Why it works: Most applications are 90% reads. One replica ≈ double read capacity. Three replicas ≈ 4x total read capacity.

When to use: Read-heavy applications. Often the easiest, most overlooked scaling win.

When NOT to use: When you need to read data immediately after writing it (replication lag is a problem). e.g., showing a bank balance immediately after a transaction.

Tradeoffs:

  • ✅ Gain: multiplied read capacity, reduced load on primary
  • ❌ Sacrifice: eventual consistency (replicas can be 1-5 seconds behind), cost of additional instances

Tactic 4: Queue-Based Processing

What is it? Decouple who produces work from who processes it using an intermediate message queue.

Without queue:
User → Web Server → processes everything immediately → responds

With queue:
User → Web Server → puts in queue → responds "accepted" ✓
                            ↓
                   Workers consume from queue
                   Workers process at their own pace

Benefits:

  • Absorbs spikes: if 10,000 requests arrive in 1 second, the queue holds them, workers process at their own pace
  • Independent scaling: you can have 3 web servers and 10 workers, or the reverse
  • Automatic retry: if a job fails, the queue can retry it

Tools:

  • RabbitMQ — flexible, feature-rich, self-hosted
  • AWS SQS — managed, simple, reliable, good price
  • BullMQ (Node.js) — built on Redis, great DX, for moderate scale

When to use: Background processing, high-volume events, anything that can tolerate delay.
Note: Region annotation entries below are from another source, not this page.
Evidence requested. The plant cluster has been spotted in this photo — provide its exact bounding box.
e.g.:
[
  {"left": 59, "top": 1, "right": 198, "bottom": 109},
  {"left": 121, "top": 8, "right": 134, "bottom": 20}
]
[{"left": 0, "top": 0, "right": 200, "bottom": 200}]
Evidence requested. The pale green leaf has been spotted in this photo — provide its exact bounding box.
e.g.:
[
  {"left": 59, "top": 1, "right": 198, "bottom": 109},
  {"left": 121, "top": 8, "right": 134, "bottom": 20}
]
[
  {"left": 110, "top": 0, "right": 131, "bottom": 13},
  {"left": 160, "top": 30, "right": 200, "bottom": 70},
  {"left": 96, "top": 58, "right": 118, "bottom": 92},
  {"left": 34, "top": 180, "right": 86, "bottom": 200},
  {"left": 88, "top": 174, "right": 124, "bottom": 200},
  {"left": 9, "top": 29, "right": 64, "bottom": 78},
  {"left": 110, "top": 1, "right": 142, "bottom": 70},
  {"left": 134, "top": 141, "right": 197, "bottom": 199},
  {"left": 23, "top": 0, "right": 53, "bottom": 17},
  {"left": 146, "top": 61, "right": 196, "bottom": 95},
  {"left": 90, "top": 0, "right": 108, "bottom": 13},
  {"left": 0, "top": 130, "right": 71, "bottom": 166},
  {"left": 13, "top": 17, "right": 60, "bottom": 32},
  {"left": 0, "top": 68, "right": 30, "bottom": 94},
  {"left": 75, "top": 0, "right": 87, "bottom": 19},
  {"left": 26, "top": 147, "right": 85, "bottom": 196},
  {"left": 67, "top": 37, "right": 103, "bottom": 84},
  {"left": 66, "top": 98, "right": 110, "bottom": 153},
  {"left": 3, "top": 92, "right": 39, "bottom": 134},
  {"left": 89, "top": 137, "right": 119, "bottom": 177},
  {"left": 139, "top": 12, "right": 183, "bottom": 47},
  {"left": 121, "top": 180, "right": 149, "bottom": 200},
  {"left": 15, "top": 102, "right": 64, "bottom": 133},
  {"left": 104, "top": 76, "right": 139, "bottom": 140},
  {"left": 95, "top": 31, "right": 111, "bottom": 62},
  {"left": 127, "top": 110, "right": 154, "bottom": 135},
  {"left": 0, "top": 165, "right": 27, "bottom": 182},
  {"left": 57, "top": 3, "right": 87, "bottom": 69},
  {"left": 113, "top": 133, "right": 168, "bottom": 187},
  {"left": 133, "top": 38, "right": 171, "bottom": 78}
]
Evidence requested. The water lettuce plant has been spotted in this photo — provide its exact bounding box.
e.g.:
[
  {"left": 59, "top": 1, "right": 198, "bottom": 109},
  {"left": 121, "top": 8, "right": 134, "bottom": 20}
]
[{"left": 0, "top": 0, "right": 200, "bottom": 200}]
When NOT to use: When the user needs the result immediately.

Tradeoffs:

  • ✅ Gain: spike absorption, scalability, resilience
  • ❌ Sacrifice: eventual consistency, operational complexity, one more system to manage

Tactic 5: Caching for Scale

What is it? Each cache layer prevents requests from hitting the bottleneck below it.

Without cache: 10,000 requests → all hit the DB
With layered cache:
  - CDN answers 7,000 (static assets, cached pages)
  - Redis answers 2,500 (frequent app data)
  - DB receives only 500 (unique data, writes, uncached data)

For scalability, think of cache as a shield, not just a speed optimization.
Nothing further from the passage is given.